Kristīne Blaževiča

Personal information
- Nationality: Latvian
- Born: 11 December 2001 (age 24)

Sport
- Sport: Athletics
- Event: Heptathlon

Achievements and titles
- Personal best(s): Heptathlon 6146 (2023) Pentathlon 4430 (2024)

Medal record
Women's athletics
Representing Latvia
European U18 Championships
| Silver medal – second place | 2018 Gyor | Heptathlon |

= Kristīne Blaževiča =

Latvian athlete (born 2001)

Kristīne Blaževiča (born 11 December 2001) is a Latvian multi-event athlete. In 2022, she became Latvian national champion over 100m hurdles. In 2023, she became NCAA champion in the pentathlon, and in 2024 she became Latvian national champion in the heptathlon.

==Early and personal life==
She is the daughter of Latvian former international athlete Jeļena Blaževiča and her husband Jurjis Blazevica. Her godmother, and first athletics coach, is four-time Olympian Valentīna Gotovska.

She attended Jūrmala Sports School in Jūrmala, Latvia. She moved to the United States to study at the University of Texas having her freshman academic year 2020-21. She joined the University of Illinois prior to the start of the 2026 indoor season.

== Career ==
She was a silver medalist in the heptathlon at the European Athletics U18 Championships in 2018 in Győr. She finished fifth in the heptathlon at the 2021 European Athletics U23 Championships in Tallinn.

===2022===
Competing for the University of Texas, she won the pentathlon at the Big 12 Indoor Championships in Iowa in February 2022. The following month she finished sixth in the NCAA Indoor Championships in the pentathlon, held in Birmingham, Alabama.

In June 2022, she won her first national title, winning the Latvian national championships title over 100 metres hurdles.

===2023===
At the NCAA indoor championships in New Mexico she came 5th.

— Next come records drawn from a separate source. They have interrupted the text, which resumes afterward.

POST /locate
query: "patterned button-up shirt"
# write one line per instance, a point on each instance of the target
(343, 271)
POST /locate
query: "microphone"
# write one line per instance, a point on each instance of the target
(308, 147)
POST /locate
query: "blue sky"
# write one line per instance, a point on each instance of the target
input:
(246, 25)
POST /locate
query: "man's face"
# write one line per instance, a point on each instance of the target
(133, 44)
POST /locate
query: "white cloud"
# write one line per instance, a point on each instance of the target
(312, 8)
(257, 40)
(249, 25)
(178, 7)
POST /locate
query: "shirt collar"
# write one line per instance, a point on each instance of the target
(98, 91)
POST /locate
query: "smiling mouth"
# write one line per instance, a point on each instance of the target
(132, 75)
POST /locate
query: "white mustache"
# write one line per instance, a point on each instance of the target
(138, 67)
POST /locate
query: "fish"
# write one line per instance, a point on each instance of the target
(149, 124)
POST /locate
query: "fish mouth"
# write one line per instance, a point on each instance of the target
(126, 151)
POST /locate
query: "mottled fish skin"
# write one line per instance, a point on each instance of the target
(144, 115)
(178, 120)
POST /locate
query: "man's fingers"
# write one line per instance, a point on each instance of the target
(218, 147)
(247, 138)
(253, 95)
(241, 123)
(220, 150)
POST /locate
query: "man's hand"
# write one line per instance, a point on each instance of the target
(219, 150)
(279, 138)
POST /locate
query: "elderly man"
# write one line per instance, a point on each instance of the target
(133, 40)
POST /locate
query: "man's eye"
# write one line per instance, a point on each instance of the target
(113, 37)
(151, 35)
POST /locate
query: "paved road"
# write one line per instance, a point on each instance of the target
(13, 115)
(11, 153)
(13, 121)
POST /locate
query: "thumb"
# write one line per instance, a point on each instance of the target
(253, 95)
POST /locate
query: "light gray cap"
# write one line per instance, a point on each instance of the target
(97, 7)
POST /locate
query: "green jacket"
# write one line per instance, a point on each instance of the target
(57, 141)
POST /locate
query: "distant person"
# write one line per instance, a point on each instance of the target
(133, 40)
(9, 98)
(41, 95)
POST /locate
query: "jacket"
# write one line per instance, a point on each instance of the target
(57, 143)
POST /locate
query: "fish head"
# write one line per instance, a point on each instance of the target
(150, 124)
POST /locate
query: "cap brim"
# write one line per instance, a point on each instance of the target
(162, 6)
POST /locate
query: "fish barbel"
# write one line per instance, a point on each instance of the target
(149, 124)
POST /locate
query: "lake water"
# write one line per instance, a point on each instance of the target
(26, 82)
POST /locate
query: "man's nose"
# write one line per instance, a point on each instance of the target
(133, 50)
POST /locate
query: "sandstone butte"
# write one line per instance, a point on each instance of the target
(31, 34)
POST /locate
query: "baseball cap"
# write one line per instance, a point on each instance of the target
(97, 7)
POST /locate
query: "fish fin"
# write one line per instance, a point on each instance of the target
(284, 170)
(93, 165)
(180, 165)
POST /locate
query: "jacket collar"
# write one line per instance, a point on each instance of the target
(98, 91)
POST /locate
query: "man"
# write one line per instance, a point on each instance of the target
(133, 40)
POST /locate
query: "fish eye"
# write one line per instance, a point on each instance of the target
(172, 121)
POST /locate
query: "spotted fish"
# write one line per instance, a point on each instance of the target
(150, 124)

In May 2023 she won the heptathlon at the Big 12 Outdoor Championships, setting a new personal best points total of 6164. She finished third in the heptathlon at the 2023 NCAA Division I Outdoor Track and Field Championships, in Austin, Texas in June 2023. In doing so, she helped the Texas Longhorns capture their first women's team title since 2005.

She competed for Latvia in the long jump at the 2023 European Team Championships in Silesia.

===2024===
In March 2024, she finished third in the pentathlon at the 2024 NCAA Division I Indoor Track and Field Championships in Boston, Massachusetts.

In June 2024, she finished third in the heptathlon at the 2024 NCAA Division I Outdoor Track and Field Championships in Eugene, Oregon with a tally of 6126 points.

Later that month, she became Latvian national champion in the heptathlon with a total of 5827 points in Valmiera. She later transferred to the University of Illinois after four years in Texas.